Steps to Achieving Outcome-Based Energy Codes

Code & Policy / Outcome-Based Performance

Outcome-based energy codes require that a number of policy, data and administration pieces be put in place. Key to the process are:

  1. Better data about actual building performance
    Information about how the building stock is currently performing is sparse.  More and better information about building performance must be made available to policymakers, code jurisdictions, and the market so that realistic building performance targets can be set. Some jurisdictions have adopted disclosure ordinances which require building owners to provide current building energy performance information to interested parties in a leasing or sale transaction.
  2. Adjustable tracking/reporting tools
    Tools and methodologies are needed for consistent reporting of performance information. Although better disclosure information may allow jurisdictions to set building performance targets, these targets must account for typical variations in schedule, use and occupant density, and other factors associated with individual building use patterns.
  3. Commitment and enforcement mechanisms
    Current code enforcement strategies generally end at building completion (when the certificate of occupancy is issued). To extend code scope into the operational life of the building, new incentives and enforcement mechanisms must be developed.
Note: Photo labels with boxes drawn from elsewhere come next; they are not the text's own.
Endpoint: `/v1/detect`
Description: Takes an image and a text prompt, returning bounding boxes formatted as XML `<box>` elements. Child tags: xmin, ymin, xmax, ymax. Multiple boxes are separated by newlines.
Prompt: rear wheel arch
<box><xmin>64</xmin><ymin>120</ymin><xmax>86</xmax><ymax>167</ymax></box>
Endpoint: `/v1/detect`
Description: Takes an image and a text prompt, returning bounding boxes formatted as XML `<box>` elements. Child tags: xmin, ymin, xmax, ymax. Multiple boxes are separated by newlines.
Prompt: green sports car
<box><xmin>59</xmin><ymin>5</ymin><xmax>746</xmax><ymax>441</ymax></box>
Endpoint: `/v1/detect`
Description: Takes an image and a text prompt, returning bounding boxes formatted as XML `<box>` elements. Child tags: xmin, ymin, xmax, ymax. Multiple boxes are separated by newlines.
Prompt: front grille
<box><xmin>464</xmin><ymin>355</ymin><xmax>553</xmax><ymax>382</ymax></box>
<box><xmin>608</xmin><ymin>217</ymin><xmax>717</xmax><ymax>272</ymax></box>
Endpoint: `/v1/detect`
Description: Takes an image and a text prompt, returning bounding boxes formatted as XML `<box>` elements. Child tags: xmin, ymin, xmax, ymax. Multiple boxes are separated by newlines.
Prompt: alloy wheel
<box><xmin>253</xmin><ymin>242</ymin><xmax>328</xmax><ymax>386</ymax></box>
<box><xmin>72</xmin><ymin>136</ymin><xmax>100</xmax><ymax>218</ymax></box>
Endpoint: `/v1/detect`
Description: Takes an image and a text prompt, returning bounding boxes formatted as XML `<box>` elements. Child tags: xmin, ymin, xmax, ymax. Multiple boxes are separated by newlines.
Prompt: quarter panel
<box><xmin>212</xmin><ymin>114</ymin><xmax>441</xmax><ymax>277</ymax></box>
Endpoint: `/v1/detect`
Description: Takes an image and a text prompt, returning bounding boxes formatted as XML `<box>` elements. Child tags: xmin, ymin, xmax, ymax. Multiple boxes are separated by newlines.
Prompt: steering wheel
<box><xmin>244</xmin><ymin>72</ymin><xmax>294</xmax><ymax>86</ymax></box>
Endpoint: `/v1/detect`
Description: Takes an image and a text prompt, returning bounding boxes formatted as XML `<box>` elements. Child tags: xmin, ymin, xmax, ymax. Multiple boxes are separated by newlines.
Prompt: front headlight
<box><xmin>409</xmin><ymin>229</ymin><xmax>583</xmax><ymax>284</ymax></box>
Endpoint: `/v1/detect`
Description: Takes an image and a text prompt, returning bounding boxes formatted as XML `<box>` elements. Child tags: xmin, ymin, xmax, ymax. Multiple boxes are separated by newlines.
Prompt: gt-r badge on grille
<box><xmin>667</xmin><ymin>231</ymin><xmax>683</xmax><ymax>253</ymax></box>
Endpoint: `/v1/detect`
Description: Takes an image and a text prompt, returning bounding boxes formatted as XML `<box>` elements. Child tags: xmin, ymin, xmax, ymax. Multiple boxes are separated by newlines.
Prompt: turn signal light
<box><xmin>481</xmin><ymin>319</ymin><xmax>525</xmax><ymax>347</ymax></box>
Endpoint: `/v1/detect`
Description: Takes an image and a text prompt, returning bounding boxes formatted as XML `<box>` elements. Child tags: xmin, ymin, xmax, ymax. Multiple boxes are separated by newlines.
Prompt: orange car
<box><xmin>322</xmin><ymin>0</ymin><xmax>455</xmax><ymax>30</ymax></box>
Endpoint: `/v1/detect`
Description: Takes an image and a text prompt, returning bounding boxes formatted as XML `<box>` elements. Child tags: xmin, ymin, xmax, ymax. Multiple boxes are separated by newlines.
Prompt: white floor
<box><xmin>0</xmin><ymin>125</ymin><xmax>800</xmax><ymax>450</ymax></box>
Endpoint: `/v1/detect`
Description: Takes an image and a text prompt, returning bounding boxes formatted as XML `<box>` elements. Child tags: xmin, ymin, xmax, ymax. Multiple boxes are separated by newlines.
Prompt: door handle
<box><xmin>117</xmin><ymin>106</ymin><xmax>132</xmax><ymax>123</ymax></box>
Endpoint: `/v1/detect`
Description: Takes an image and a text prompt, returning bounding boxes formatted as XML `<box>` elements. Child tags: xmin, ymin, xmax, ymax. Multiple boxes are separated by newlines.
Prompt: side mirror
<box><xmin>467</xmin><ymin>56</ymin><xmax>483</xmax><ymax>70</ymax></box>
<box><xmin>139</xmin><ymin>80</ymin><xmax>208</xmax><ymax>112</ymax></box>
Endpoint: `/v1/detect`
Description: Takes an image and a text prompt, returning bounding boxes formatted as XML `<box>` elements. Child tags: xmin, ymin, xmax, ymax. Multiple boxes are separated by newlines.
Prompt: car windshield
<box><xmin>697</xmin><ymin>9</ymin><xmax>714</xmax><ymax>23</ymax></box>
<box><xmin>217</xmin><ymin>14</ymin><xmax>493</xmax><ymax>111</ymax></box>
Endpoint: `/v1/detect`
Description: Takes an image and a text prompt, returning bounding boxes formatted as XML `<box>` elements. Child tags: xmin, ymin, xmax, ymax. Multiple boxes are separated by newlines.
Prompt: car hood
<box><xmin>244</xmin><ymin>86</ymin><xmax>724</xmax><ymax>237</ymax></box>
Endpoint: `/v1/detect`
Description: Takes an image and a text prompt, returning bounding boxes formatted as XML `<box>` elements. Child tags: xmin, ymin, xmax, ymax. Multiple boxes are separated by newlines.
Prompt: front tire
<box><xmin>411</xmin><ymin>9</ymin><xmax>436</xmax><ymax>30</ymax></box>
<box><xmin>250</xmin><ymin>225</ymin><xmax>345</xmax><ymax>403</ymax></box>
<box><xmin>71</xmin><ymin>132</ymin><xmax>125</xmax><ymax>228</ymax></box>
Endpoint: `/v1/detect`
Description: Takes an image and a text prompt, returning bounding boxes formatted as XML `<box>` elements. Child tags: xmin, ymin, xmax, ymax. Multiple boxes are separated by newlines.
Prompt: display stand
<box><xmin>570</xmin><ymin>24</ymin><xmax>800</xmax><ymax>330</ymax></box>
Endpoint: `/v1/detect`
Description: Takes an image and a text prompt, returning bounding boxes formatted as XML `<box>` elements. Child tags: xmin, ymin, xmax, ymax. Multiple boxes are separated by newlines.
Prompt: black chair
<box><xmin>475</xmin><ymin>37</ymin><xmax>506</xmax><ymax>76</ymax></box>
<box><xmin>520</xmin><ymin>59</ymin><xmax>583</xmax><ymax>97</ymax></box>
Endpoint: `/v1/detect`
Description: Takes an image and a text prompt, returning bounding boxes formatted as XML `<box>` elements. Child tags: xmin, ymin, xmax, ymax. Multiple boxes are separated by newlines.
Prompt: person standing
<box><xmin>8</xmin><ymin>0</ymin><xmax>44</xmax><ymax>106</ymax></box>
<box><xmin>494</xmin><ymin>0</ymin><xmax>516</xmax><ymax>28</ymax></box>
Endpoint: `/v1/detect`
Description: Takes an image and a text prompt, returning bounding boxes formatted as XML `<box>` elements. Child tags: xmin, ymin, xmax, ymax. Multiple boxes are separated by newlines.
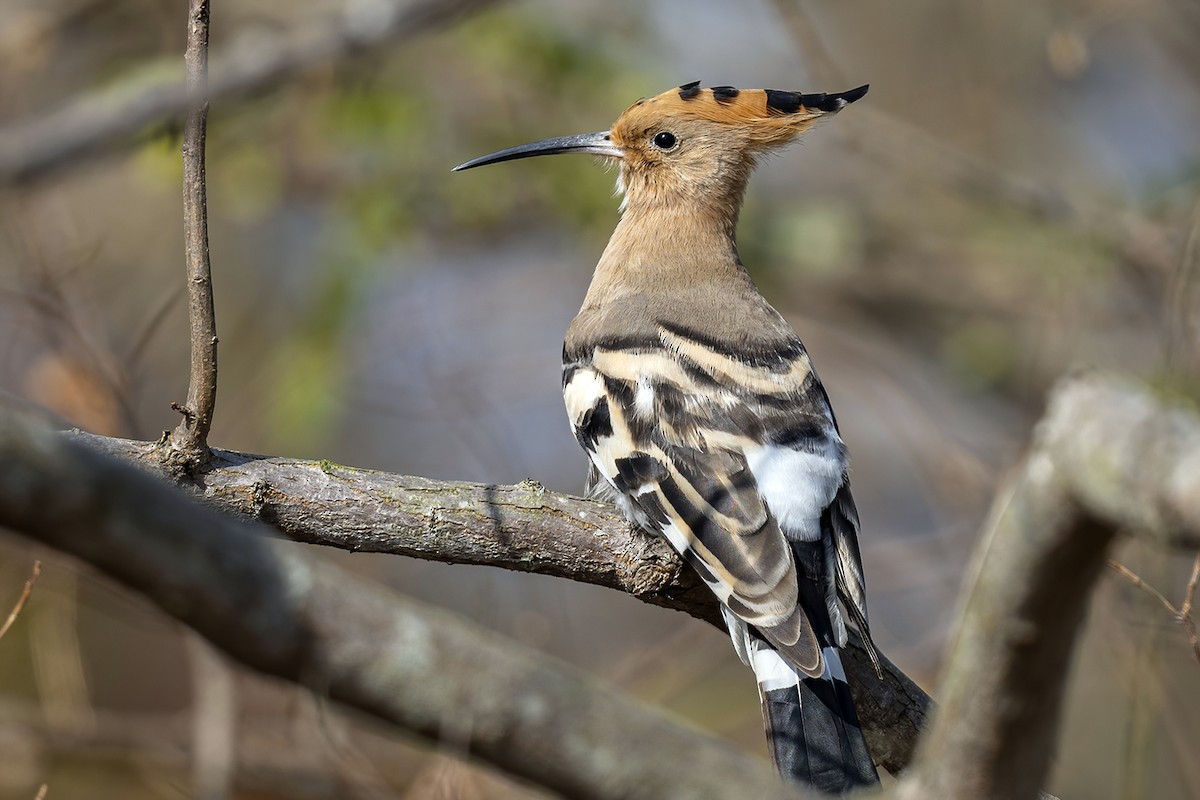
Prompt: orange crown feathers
<box><xmin>613</xmin><ymin>80</ymin><xmax>869</xmax><ymax>151</ymax></box>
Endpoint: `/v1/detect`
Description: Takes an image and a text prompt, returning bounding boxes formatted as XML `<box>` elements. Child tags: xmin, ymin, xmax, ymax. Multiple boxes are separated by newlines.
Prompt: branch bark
<box><xmin>71</xmin><ymin>432</ymin><xmax>930</xmax><ymax>772</ymax></box>
<box><xmin>0</xmin><ymin>0</ymin><xmax>497</xmax><ymax>184</ymax></box>
<box><xmin>0</xmin><ymin>415</ymin><xmax>811</xmax><ymax>800</ymax></box>
<box><xmin>172</xmin><ymin>0</ymin><xmax>217</xmax><ymax>467</ymax></box>
<box><xmin>0</xmin><ymin>374</ymin><xmax>1200</xmax><ymax>799</ymax></box>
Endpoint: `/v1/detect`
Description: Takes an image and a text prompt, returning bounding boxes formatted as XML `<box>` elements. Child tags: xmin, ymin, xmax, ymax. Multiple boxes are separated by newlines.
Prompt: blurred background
<box><xmin>0</xmin><ymin>0</ymin><xmax>1200</xmax><ymax>800</ymax></box>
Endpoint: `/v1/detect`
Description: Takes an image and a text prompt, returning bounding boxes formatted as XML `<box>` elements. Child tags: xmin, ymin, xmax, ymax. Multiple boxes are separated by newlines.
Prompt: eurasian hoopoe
<box><xmin>455</xmin><ymin>82</ymin><xmax>878</xmax><ymax>793</ymax></box>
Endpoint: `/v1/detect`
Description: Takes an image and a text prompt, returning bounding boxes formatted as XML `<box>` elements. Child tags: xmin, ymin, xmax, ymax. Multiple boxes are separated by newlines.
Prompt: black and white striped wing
<box><xmin>563</xmin><ymin>327</ymin><xmax>860</xmax><ymax>675</ymax></box>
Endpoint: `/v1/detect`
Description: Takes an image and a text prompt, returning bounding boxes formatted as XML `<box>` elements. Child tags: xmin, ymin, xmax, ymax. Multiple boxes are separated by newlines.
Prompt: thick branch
<box><xmin>0</xmin><ymin>415</ymin><xmax>816</xmax><ymax>800</ymax></box>
<box><xmin>73</xmin><ymin>432</ymin><xmax>930</xmax><ymax>772</ymax></box>
<box><xmin>0</xmin><ymin>0</ymin><xmax>496</xmax><ymax>182</ymax></box>
<box><xmin>902</xmin><ymin>374</ymin><xmax>1200</xmax><ymax>800</ymax></box>
<box><xmin>172</xmin><ymin>0</ymin><xmax>217</xmax><ymax>464</ymax></box>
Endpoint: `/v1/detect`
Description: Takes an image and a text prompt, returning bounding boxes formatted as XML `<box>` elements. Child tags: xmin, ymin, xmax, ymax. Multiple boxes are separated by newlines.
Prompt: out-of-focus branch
<box><xmin>172</xmin><ymin>0</ymin><xmax>217</xmax><ymax>467</ymax></box>
<box><xmin>72</xmin><ymin>432</ymin><xmax>930</xmax><ymax>772</ymax></box>
<box><xmin>0</xmin><ymin>0</ymin><xmax>497</xmax><ymax>182</ymax></box>
<box><xmin>23</xmin><ymin>374</ymin><xmax>1200</xmax><ymax>796</ymax></box>
<box><xmin>901</xmin><ymin>374</ymin><xmax>1200</xmax><ymax>800</ymax></box>
<box><xmin>0</xmin><ymin>560</ymin><xmax>42</xmax><ymax>639</ymax></box>
<box><xmin>0</xmin><ymin>415</ymin><xmax>810</xmax><ymax>800</ymax></box>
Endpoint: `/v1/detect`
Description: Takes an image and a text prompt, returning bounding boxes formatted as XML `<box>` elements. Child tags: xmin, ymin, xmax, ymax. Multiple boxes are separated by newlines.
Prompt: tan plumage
<box><xmin>453</xmin><ymin>84</ymin><xmax>877</xmax><ymax>792</ymax></box>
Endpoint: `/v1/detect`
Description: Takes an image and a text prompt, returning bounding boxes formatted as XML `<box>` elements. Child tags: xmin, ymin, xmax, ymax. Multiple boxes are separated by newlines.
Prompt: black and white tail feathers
<box><xmin>749</xmin><ymin>542</ymin><xmax>880</xmax><ymax>794</ymax></box>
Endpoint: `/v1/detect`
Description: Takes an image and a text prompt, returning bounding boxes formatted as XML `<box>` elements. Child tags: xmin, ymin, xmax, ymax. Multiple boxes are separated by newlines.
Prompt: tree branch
<box><xmin>172</xmin><ymin>0</ymin><xmax>217</xmax><ymax>468</ymax></box>
<box><xmin>71</xmin><ymin>431</ymin><xmax>930</xmax><ymax>772</ymax></box>
<box><xmin>0</xmin><ymin>414</ymin><xmax>811</xmax><ymax>800</ymax></box>
<box><xmin>0</xmin><ymin>0</ymin><xmax>497</xmax><ymax>184</ymax></box>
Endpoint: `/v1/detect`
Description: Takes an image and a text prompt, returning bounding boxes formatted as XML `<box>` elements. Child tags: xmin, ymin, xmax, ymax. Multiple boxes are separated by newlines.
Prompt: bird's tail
<box><xmin>750</xmin><ymin>638</ymin><xmax>880</xmax><ymax>794</ymax></box>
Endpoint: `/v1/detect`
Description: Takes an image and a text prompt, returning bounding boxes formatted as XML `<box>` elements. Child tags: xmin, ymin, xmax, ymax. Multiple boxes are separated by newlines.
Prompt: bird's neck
<box><xmin>583</xmin><ymin>191</ymin><xmax>745</xmax><ymax>308</ymax></box>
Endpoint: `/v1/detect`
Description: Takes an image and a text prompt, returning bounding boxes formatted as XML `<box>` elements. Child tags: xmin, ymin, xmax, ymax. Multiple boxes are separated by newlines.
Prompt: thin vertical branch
<box><xmin>0</xmin><ymin>561</ymin><xmax>42</xmax><ymax>638</ymax></box>
<box><xmin>172</xmin><ymin>0</ymin><xmax>217</xmax><ymax>461</ymax></box>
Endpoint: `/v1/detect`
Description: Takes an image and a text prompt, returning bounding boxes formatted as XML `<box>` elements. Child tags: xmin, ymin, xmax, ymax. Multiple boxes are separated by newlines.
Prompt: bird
<box><xmin>455</xmin><ymin>82</ymin><xmax>878</xmax><ymax>794</ymax></box>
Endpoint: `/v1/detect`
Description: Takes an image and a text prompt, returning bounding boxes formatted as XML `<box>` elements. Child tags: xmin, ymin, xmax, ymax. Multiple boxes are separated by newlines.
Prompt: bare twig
<box><xmin>0</xmin><ymin>561</ymin><xmax>42</xmax><ymax>639</ymax></box>
<box><xmin>71</xmin><ymin>432</ymin><xmax>930</xmax><ymax>772</ymax></box>
<box><xmin>172</xmin><ymin>0</ymin><xmax>217</xmax><ymax>464</ymax></box>
<box><xmin>1109</xmin><ymin>559</ymin><xmax>1180</xmax><ymax>616</ymax></box>
<box><xmin>0</xmin><ymin>0</ymin><xmax>497</xmax><ymax>184</ymax></box>
<box><xmin>901</xmin><ymin>385</ymin><xmax>1117</xmax><ymax>800</ymax></box>
<box><xmin>1178</xmin><ymin>553</ymin><xmax>1200</xmax><ymax>662</ymax></box>
<box><xmin>0</xmin><ymin>415</ymin><xmax>811</xmax><ymax>800</ymax></box>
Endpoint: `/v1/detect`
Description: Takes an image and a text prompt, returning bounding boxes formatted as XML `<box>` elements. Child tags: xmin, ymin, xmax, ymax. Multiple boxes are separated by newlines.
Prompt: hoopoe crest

These may take the form of performance bonds, annual inspections, utility rate accelerators, or other strategies.
  4. Metering capabilities
    To manage operational energy use effectively, building operators and tenants must have access to good information about how the building is performing on an ongoing basis. This implies that various feedback and submetering capabilities must be integrated into the design to enable real-time performance monitoring and response.